Tarih çok fırtınalı aşklara şahit olmuştur. Bu aşklar ve aşıklar siz değerli okuyucularımızın malumudur. Lakin tarihimizde önemli şahsiyetlerin özel hayatları hep ilgimizi çekmiştir.

Bu bizlerdeki merak duygusu ve tarihin arka planının araştırılma isteğinden gelmektedir.

Maalesef ki biz de öne çıkan şahsiyetlerin etten kemikten yaratılma gerçeğini unutup tek düze bir tarih anlayışı ile yazılmış ve aktarılmıştır.

Mustafa Kemal Atatürk hayatında bir çok badireler atlatmış.

Evlenmiş ama Fikriye Hanım ile olan ilişkisi hep bir gizem olarak kala gelmiştir.

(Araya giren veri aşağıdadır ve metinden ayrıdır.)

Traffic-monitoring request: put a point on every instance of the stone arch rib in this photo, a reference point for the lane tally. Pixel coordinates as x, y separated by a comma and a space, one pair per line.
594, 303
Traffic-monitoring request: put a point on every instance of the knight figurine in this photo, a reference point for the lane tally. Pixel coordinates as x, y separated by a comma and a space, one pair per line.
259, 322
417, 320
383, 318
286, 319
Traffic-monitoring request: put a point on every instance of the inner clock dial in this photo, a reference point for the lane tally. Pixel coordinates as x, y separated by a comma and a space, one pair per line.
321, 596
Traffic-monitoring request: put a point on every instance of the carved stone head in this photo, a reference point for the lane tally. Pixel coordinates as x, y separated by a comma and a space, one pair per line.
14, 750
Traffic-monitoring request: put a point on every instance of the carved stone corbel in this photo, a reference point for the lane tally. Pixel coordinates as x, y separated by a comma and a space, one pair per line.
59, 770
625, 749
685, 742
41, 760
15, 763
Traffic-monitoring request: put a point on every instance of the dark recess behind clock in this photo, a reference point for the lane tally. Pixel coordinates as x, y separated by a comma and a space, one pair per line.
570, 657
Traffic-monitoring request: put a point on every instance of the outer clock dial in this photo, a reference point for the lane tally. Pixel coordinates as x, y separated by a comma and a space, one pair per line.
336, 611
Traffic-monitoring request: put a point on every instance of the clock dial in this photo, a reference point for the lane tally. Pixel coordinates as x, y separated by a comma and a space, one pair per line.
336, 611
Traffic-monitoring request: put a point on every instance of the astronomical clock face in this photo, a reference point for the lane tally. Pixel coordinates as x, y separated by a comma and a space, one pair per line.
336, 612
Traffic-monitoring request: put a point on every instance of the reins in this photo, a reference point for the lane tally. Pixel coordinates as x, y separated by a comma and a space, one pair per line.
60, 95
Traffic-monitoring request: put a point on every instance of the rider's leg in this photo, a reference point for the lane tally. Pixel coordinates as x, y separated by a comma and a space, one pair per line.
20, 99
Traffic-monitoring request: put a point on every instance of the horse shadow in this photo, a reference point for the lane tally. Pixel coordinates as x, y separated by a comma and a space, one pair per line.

Bugüne ait Fikriye Hanımın yazmış olduğu şiiri siz saygıdeğer okuyucularımızla paylaşmak istedim.

##

Benim Gözümün Nuru!

Gönlümün Efendisi!

Gecemin Işığı Efendim!

Ciğer parem kanıyor, sanma ki dil yâresinden,

Aylardır öksüzüm, Fikriye derken can veren sesinden,

Döktüm payına ne kaldıysa geriye, bi-çare Fikriye’den,

Gel kurtar demeye kalmadı mecal, çektiğim bu çileden.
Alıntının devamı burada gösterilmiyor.